Martin Léon est aussi un ami de Vincent Vallières et un de ses auteurs-compositeurs-interprètes favoris. Léon, comme il l'appelle affectueusement, a été le grand sage dans ce projet. Il m'a fait prendre conscience de ça. Que c'est là-dedans que je pense que je suis bon. Raconter des histoires simples qui partent du cœur, et non de la tête, indique l’auteur-compositeur-interprète.

Je me suis rendu compte que pour briller, j'ai besoin des autres. J'ai besoin de l'amour des autres, j'ai besoin du talent des autres, j'ai besoin de l'écoute des autres. Ç'a été beaucoup ça, ce projet-là.

Une citation de :Vincent Vallières, auteur-compositeur-interprète
Vincent Vallières, guitare à la main

Vincent Vallières présente son huitième album, « Toute beauté n'est pas perdue »

Photo : Radio-Canada / Anik Moulin

C'est un labeur qui porte fruit. Autant dans les textes fignolés et touchants que dans la finesse des arrangements. Le deuil, la séparation d'un couple, l'espoir sont parmi les thèmes abordés, sur les onze pièces que forment l'opus.

On y retrouve des collaborations vocales également.

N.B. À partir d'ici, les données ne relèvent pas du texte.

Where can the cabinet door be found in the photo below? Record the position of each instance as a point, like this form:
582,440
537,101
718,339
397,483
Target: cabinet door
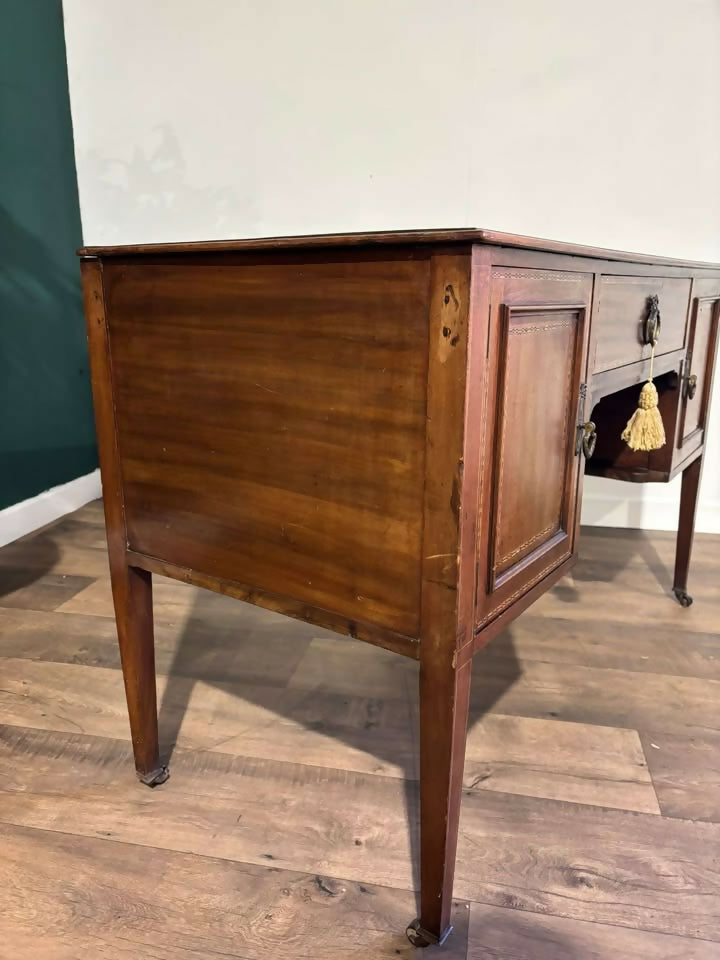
537,354
697,374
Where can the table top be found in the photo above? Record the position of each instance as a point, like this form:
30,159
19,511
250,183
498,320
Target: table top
329,240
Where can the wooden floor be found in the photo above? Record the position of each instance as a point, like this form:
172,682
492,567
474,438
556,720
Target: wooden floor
591,817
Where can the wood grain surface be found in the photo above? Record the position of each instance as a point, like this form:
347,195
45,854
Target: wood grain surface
590,824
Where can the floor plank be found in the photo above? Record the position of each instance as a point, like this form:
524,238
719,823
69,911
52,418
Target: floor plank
686,773
501,934
643,648
581,862
24,590
122,902
296,759
533,688
533,757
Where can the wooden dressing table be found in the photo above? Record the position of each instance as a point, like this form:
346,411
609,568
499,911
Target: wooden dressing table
384,434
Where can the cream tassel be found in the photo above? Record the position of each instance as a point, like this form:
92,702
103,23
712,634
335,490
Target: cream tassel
645,430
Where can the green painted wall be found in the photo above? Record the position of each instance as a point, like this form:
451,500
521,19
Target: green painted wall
46,427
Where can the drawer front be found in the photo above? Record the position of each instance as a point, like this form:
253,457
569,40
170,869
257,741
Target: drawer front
623,307
538,349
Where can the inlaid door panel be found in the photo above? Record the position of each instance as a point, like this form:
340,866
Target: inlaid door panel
538,352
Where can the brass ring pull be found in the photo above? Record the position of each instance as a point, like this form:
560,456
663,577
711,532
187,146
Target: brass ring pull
652,324
589,438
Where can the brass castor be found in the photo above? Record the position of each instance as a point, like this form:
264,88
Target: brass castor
155,777
682,596
419,937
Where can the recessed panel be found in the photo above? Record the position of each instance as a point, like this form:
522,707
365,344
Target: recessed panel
271,420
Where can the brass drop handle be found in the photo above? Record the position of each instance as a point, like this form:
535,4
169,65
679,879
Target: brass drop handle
652,324
587,439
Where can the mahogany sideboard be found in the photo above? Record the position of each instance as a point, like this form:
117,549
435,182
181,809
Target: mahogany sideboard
384,434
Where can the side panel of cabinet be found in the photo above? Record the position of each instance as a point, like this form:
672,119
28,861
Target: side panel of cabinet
705,316
537,354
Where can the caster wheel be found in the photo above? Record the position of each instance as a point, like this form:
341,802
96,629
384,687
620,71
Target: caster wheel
419,937
682,596
155,777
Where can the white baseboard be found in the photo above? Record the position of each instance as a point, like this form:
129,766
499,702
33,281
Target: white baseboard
23,518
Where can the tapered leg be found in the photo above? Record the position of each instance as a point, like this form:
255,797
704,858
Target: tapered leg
444,698
686,529
132,597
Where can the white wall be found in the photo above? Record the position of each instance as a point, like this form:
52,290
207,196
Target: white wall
590,122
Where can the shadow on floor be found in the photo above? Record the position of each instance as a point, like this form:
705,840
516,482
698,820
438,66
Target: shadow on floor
251,653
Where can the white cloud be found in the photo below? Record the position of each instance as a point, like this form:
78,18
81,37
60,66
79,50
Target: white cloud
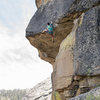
20,66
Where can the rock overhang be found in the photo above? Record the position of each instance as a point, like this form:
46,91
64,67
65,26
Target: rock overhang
60,13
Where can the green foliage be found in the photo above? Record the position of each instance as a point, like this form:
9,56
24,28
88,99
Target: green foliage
12,94
92,97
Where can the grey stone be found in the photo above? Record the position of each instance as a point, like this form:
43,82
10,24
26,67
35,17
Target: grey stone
87,46
41,91
82,5
91,95
54,10
50,12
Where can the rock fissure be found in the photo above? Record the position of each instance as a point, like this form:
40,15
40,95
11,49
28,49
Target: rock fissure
75,51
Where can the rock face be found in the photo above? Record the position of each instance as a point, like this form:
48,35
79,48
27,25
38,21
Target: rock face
42,91
92,95
87,48
75,54
41,2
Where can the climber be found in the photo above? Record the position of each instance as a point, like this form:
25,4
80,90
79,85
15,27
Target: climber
49,30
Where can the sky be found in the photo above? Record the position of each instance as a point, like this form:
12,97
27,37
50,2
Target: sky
20,66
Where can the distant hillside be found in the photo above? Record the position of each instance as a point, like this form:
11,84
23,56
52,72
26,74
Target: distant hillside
12,94
41,91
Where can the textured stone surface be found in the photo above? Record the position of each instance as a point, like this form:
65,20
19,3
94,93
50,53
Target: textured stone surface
40,3
92,95
41,91
50,12
79,52
63,67
87,46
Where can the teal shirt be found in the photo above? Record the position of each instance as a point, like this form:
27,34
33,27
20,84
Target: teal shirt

Tout n'est pas pour toujours, que Vincent chante en duo avec Marjo et On dansera sous la pluie où on entend la douce voix d'Ingrid St-Pierre.

Le Sherbrookois Mathieu Roy, un enseignant en français, avec qui Vincent a étudié à l'Université de Sherbrooke, lui a donné un coup de main sur le texte de la chanson Elle n'entend plus battre son cœur.

C'est mon projet le plus abouti, lance fièrement l'artiste de Magog, qui sera en spectacle le 16 avril au Théâtre Granada de Sherbrooke.

La scène, c'est quelque chose qui m'habite, c'est quelque chose dont j'ai vraiment besoin. Ma blonde aussi d'ailleurs a besoin que je parte des fois. Ça l'habite, elle aussi, ajoute Vincent Vallières en riant.

Un moyen métrage sera également diffusé le 9 avril, à 20h, en ligne, sur le site lepointdevente.com (Nouvelle fenêtre) à titre de lancement. Le film, du même nom que l'album Toute beauté n'est pas perdue, présente des segments documentaires et des prestations musicales.